Engineering 101

Lockheed Martin’s Tiny, Smart Satellites Can Change Missions in Orbit

By Dawn Allcot

Smart, tiny, and powerful. That may be the future of space technology, and Lockheed Martin’s new satellites are ready to fill a big role.

A new generation of satellites launching this year will be able to change their missions in orbit, permitting users to add capabilities and assign new missions with a software push. It’s just like adding an app on a smartphone.

The new tech, called SmartSat, is a software-defined satellite architecture that will boost capability for payloads on several pioneering nanosats ready for launch this year.

This year Lockheed Martin is integrating SmartSat technology on ten programs and counting, including the Linus and Pony Express nanosats, which will be the first to launch. These are rapid-prototype, testbed satellites using internal research and development funding, ready for 2019 launches on the first LM 50 nanosatellite buses.

(Image Credit: Lockheed Martin)

The Linus project delivers two 12U cubesats performing a technology demonstration mission, validating SmartSat capabilities as well as 3D-printed spacecraft components.

Pony Express builds multiple 6U satellites destined for a low earth orbit and will space qualify state-of-the-art networking technologies.

Cybersecurity is at the core of this new technology.
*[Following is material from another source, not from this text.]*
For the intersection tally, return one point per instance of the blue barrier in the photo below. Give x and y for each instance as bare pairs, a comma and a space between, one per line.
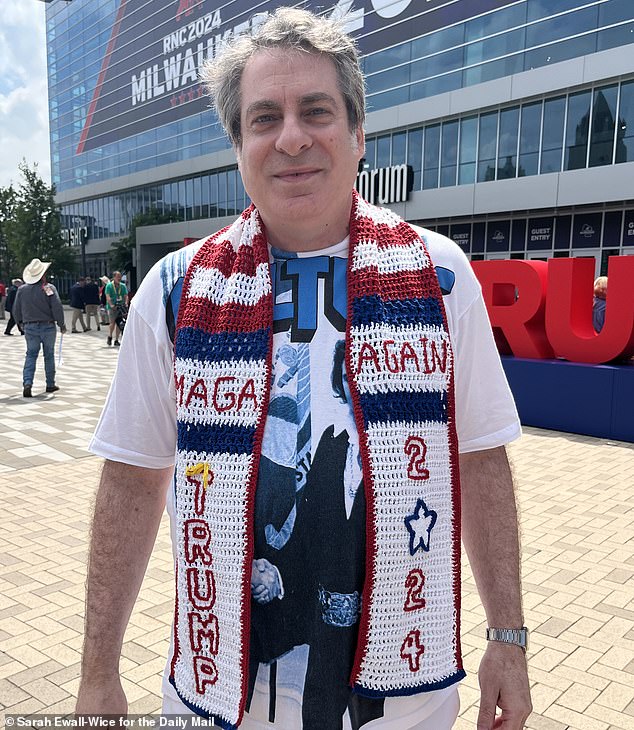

SmartSat-enabled satellites can reset themselves faster, diagnose issues with greater precision and back each other up when needed, significantly enhancing resiliency. Satellites can also better detect and defend against cyber threats autonomously, and on-board cyber defenses can be regularly updated to address new threats.

SmartSat lets a single computer operate multiple servers virtually to maximize memory, onboard processing, and network bandwidth. It takes advantage of multi-core processing, something new to space. That lets satellites process more data in orbit so they can beam down just the most critical and relevant information—saving bandwidth costs and reducing the burden on ground station analysts, ultimately opening doors for tomorrow’s data centers in space.